After dinner, we decided to stop and take a look around a local liquor store, to have something for our room (and the pool). We picked out a couple of beers we hadn’t seen before, then made a discovery that would change our lives: Scrumpy Jack. Just based on the name alone, we had to buy it. We also found something called WKD that I made Matt buy, because it reminded me of the C-Ice he had to drink in Mexico. (It was also Irn Bru and vodka, so he didn’t object.) The amused cashier told us that in Bermuda they called it ‘champagne wickets’. In retrospect we were pretty sure it was actually ‘wickeds’, but we liked the idea of it being a reference to the upcoming Cup Match. ‘Champagne wickets’ stuck.
We put on our bathing suits, grabbed a couple cans of Scrumpy Jack, and headed to the pool to swim. There were two duck fountains perched on the edge, and tiny birds kept visiting them to drink from the water shooting out of their beaks. It quickly became a requirement that a lap would involve a trip under the duck-fountains.

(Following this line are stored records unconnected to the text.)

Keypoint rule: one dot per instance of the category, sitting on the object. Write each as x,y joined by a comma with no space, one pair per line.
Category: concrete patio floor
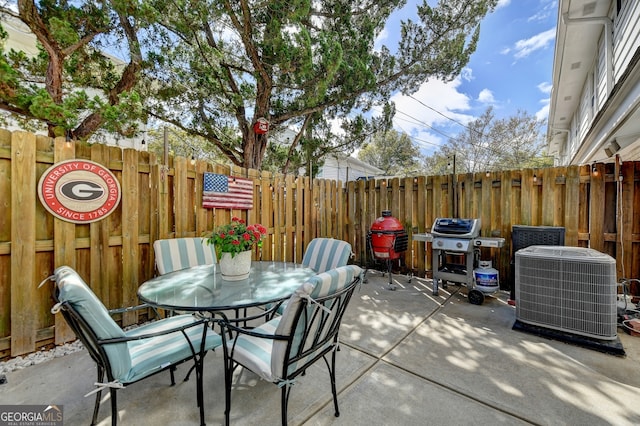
407,358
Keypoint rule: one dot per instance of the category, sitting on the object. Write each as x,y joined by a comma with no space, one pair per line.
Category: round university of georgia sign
79,191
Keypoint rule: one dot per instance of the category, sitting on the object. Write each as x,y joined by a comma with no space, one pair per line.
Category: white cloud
547,10
486,96
467,74
429,115
543,113
539,41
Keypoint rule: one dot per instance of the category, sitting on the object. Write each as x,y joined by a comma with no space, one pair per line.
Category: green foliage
493,144
230,63
236,237
213,68
393,152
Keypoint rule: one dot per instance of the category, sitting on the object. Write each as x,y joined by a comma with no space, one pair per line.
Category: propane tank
486,277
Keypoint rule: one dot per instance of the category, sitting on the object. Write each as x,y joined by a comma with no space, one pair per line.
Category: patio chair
180,253
130,356
323,254
284,347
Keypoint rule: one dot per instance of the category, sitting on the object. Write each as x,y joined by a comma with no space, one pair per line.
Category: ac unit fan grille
576,295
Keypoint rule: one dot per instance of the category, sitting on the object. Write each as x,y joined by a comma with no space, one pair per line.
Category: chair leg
96,407
199,367
283,404
332,374
114,407
228,375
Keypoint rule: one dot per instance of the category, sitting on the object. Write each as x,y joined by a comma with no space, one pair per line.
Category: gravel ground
34,358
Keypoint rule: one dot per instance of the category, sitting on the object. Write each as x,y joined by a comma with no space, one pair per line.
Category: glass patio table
201,288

You had to avoid getting sprayed in the head, though.
Around 8pm, we showered, changed, and headed across the street to the cocktail lounge at the Fairmont Princess. It was very fancy, and we saw a huge concentration of local businessmen there in Bermuda shorts. That never got old. Also, Matt met Mark Twain in the lobby:
We had a couple drinks there, then headed back into Hamilton for dinner (lunch was at 5:30, so 11pm seemed about right). Our first stop was Pickled Onion on Front Street. As we sat down, our server told us the kitchen was just closing up, but that he would go see what they could do. We got our food order in at the last second, which was good since we were about to fall over. We then ordered drinks and watched the cover band set up. They were amazing.
And while they didn’t know ‘Seven’ by Prince (my request, of course), they played ‘Kiss’ for us Minneapolitans instead. (One thing we noticed very quickly about Bermuda: almost every place only played the greatest pop hits of the 80s and 90s. No local music, no reggae, almost nothing popular. Very strange.)
The Pickled Onion was fun, but I wanted something more… local? So we headed down the street to The Beach, which I assumed would be awesome because their tagline is “the shame of Front Street” and they advertise that they’re open til 3am. It was definitely more local, but not as interesting as I had hoped. The bartender was kind of crabby. They were playing American hip-hop (and showing videos on TVs). Regardless, we had rum and were sitting 50 feet from the ocean, so there was nothing to be too distressed about.
On the way back to the hotel, Matt and Bally hopped in the birdcage for a picture, and to celebrate 23 hours of awakeness!